Populate an Excel sheet with the URLs of staff pages from a list of University websites.
To identify the XPath to various elements in a page, one of the tools that can be used is the XPathChecker plugin in Firefox ([url removed, login to view]).
The first step in creating a template is to identify the start page for each institute/organization. This start URL is added to the StartURL field in the institutes table. In most cases the list of staff members names is either a table or a list. The XPath to identify this table or list is then added to the TableXPath field in the corresponding record. The XPath to identify each staff member’s profile page link is added to the URLXPath field. Since most web profiles will be linked using a relative URL, the URLXPath based link needs to be combined with a URL prefix for the institute web server address and path. This is added to the URLPrefix field.
Once the StartURL, TableXPath, URLXPath and URLPrefix fields are populated, the script should be able to read the individual profile pages one by one. This can be verified by running the script and checking the output of the script on the screen to see whether the URLs are actually being retrieved.
Once the pages are able to be extracted, the template XPaths for the profile details need to be populated.

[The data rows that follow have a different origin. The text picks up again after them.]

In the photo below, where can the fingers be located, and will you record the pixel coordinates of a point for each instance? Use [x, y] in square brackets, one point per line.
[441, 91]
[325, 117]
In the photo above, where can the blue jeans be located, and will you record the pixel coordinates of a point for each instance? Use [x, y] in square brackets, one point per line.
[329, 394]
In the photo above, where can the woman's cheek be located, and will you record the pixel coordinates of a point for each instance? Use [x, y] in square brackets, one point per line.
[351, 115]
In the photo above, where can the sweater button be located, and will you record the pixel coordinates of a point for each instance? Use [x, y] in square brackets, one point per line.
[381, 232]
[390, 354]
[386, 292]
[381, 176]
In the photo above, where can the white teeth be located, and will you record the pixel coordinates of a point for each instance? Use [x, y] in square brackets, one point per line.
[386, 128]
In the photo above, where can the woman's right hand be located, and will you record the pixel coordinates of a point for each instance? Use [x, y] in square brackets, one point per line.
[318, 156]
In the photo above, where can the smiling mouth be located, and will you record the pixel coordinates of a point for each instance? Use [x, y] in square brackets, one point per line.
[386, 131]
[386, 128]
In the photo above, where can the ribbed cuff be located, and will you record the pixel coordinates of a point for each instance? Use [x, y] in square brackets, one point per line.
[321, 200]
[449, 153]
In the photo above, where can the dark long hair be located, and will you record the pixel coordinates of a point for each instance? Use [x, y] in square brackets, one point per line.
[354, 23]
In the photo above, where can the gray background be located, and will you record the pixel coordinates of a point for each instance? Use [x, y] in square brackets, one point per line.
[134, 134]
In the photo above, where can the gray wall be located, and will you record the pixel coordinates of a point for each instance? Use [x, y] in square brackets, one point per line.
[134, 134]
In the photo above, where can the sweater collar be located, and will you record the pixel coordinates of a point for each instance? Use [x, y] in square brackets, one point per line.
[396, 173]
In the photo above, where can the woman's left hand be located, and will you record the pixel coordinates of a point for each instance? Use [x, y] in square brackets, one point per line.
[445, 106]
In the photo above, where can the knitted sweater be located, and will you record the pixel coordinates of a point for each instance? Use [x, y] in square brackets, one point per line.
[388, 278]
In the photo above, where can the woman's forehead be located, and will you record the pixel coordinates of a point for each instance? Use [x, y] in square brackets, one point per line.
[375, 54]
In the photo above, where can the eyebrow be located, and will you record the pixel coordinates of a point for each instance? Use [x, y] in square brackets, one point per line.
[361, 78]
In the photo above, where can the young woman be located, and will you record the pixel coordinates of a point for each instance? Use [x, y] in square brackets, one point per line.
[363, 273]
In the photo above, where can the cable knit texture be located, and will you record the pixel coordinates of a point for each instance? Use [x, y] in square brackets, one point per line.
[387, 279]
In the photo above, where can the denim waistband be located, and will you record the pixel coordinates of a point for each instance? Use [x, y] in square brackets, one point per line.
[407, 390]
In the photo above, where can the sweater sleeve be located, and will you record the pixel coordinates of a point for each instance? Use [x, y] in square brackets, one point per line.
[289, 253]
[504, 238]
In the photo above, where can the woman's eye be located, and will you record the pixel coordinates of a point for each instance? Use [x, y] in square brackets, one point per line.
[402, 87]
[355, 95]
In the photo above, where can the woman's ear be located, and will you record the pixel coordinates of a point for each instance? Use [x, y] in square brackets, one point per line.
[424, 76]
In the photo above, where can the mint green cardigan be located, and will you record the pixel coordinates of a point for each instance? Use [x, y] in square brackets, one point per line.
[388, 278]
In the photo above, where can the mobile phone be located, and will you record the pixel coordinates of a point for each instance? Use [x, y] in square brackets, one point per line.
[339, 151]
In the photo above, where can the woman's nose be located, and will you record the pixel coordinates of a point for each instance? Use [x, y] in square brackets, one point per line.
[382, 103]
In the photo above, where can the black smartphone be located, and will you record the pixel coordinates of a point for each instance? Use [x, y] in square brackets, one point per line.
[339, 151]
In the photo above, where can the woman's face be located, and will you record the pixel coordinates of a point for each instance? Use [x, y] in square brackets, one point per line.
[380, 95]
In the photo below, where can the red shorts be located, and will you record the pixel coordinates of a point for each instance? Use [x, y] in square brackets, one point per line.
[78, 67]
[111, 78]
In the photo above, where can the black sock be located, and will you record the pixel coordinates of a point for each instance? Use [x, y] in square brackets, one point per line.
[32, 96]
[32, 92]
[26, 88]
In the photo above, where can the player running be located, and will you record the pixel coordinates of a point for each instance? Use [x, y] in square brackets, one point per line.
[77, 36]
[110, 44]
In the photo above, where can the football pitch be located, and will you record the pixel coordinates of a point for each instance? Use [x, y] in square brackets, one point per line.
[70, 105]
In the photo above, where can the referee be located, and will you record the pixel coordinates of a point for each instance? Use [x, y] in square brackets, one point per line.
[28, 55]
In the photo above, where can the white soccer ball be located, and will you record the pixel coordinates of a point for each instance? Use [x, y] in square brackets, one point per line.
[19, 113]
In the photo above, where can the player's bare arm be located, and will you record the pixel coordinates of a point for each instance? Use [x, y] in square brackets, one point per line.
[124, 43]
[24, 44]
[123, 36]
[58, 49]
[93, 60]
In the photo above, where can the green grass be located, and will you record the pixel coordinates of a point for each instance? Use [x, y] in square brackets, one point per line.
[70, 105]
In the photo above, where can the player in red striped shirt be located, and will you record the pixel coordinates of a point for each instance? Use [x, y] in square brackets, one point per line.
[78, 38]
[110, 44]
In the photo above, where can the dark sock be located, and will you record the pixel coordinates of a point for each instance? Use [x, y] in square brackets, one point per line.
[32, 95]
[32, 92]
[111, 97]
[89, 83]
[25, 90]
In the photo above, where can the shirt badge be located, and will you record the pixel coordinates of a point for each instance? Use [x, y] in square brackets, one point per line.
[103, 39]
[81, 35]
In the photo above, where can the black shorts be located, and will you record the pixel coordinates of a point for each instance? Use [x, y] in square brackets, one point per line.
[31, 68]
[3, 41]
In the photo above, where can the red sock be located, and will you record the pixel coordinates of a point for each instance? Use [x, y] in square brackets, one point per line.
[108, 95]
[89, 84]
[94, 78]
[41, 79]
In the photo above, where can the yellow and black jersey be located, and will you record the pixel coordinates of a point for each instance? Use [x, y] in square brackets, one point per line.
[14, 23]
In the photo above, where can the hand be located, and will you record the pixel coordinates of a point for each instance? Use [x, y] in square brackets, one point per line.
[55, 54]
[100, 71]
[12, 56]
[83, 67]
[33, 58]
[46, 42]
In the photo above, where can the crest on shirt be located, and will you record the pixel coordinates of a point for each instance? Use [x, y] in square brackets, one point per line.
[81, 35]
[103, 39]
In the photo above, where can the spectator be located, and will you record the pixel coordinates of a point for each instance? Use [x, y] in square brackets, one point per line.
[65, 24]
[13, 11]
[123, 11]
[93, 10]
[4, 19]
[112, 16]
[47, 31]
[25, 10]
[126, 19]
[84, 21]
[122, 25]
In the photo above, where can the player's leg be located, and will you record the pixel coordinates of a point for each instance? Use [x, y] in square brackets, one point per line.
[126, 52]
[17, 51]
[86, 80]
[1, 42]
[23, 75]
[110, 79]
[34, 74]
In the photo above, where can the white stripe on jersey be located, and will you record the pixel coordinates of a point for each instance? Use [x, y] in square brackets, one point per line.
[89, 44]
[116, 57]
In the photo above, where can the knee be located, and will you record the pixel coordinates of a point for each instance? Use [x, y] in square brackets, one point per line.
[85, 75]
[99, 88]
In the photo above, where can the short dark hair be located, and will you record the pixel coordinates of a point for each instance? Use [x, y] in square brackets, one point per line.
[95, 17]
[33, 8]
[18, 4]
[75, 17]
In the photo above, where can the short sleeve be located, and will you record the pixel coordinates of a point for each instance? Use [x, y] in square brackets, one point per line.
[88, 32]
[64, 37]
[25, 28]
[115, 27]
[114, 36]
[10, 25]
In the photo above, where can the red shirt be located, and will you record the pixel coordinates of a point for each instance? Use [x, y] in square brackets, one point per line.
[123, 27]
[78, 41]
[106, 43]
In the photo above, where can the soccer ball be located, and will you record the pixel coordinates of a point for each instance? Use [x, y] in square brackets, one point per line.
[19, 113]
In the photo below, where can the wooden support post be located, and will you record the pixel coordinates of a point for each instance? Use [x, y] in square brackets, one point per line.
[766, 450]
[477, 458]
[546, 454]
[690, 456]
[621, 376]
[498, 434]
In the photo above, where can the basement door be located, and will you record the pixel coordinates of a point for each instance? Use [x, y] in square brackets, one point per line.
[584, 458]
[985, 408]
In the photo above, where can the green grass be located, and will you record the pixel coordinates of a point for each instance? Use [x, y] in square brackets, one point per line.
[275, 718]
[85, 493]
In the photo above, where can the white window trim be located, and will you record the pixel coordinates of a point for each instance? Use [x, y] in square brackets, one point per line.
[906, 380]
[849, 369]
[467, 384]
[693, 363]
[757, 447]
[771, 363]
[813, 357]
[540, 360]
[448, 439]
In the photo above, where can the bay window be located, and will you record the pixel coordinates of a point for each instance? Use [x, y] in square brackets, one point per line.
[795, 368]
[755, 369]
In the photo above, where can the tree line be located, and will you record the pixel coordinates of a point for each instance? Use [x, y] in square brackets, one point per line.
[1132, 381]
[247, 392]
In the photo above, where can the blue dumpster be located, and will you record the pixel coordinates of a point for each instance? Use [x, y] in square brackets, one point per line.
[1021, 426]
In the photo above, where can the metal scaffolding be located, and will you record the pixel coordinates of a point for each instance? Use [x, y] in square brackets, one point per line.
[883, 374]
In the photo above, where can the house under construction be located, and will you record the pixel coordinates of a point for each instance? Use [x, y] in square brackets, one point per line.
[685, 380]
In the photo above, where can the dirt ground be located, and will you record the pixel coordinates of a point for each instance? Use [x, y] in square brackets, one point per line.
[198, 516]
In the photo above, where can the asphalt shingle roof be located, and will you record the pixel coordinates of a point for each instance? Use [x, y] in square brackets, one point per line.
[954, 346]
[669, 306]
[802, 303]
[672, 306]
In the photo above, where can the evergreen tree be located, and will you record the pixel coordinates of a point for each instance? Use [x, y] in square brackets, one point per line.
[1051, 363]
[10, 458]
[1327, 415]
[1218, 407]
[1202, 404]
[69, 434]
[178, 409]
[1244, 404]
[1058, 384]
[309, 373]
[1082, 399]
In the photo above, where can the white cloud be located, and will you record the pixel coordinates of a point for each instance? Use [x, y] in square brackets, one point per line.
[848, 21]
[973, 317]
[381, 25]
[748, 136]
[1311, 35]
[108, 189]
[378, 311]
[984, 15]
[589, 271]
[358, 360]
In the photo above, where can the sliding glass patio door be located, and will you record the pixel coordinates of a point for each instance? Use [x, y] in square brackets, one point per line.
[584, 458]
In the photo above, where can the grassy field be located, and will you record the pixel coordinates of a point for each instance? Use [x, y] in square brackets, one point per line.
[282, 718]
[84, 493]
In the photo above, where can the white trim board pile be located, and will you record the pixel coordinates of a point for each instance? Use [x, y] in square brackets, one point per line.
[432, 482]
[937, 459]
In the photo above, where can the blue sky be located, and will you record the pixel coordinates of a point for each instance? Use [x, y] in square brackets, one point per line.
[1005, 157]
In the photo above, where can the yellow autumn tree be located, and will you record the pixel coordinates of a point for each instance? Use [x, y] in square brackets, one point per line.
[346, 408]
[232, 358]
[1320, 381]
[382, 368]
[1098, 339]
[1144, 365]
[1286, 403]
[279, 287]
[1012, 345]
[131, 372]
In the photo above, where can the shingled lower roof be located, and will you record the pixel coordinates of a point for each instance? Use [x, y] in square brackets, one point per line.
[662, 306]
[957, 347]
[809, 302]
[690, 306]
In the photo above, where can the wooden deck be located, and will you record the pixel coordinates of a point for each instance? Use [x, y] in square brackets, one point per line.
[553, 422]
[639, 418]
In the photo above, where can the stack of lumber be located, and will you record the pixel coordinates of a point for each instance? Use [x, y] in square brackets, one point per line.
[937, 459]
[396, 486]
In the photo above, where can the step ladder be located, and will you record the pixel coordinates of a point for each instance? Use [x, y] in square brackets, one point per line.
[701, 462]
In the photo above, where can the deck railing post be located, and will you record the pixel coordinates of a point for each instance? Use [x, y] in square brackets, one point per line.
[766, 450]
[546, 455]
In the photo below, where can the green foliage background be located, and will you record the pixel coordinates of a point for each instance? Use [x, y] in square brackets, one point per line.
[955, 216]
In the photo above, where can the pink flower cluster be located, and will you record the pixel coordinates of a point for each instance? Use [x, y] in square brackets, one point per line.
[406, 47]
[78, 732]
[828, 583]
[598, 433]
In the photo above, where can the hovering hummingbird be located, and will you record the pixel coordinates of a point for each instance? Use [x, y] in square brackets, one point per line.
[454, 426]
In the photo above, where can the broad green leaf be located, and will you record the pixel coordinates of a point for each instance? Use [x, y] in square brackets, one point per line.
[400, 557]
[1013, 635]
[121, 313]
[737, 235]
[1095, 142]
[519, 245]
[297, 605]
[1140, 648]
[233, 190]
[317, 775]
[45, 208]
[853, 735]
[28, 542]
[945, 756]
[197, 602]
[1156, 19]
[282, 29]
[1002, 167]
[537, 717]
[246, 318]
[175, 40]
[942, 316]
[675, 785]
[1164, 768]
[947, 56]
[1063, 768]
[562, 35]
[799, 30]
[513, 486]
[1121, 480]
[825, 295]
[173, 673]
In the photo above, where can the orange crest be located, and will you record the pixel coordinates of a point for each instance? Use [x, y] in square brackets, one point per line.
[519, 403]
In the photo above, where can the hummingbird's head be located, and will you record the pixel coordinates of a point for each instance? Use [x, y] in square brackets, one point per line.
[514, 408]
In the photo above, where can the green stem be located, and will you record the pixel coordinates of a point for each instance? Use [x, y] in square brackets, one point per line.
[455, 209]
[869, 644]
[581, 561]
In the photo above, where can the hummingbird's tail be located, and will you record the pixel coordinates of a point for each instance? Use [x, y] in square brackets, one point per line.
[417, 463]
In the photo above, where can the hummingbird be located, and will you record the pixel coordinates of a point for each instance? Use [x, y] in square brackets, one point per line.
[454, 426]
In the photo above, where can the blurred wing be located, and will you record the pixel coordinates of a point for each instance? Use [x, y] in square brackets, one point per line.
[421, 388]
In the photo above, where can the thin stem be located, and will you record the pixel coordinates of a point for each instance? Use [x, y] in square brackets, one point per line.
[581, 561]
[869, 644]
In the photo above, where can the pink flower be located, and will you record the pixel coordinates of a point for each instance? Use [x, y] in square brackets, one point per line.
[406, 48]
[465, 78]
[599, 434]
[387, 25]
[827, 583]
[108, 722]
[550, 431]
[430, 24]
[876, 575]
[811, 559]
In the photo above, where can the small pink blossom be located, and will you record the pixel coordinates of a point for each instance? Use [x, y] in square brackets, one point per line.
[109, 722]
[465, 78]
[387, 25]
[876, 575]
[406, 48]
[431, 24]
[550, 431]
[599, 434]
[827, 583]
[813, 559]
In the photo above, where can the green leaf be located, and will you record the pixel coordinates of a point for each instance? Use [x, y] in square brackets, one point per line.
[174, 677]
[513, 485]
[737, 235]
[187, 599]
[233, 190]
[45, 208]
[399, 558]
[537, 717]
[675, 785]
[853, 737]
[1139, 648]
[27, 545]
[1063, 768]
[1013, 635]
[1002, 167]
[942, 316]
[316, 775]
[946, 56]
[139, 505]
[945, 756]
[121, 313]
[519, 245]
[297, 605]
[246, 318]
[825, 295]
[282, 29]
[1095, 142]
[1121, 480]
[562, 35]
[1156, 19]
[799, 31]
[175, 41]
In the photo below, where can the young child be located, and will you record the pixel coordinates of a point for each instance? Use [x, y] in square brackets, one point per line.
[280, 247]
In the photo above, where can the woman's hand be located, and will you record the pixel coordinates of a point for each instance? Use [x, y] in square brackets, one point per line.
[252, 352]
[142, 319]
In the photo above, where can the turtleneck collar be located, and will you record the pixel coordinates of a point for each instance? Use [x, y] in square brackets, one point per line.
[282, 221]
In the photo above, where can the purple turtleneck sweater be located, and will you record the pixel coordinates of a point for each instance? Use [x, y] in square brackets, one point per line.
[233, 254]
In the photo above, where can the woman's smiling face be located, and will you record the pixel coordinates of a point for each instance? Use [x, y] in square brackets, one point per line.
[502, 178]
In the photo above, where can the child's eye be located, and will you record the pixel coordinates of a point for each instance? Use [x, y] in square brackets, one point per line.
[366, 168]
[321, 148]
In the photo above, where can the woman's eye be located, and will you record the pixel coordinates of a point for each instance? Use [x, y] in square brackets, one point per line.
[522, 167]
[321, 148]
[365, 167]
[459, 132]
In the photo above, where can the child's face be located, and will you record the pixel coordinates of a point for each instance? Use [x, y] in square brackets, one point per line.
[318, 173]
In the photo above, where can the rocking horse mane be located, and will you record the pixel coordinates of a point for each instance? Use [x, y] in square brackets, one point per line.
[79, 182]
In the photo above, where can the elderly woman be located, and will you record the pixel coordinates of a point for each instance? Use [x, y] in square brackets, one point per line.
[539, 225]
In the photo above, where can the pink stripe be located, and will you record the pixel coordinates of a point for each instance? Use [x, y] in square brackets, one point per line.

The variables that are being captured include:
• Research Interests
Each of these details will require a separate XPath added to the template with an optional regular expression to eliminate unwanted formatting and HTML tags. Please note that not all organizational units/staff members will have all of these details. A few trial runs will need to be run to get the most optimal XPath that will capture the majority of the details. For each detail, there are two methods of using the XPath. One is to get the value as a list of XPath nodes (‘V’) and the other is to get the values found by the XPath as a string (‘S’). The type of return needs to be added to the corresponding type field in the table. If a regular expression is needed, the type would usually be ‘S’.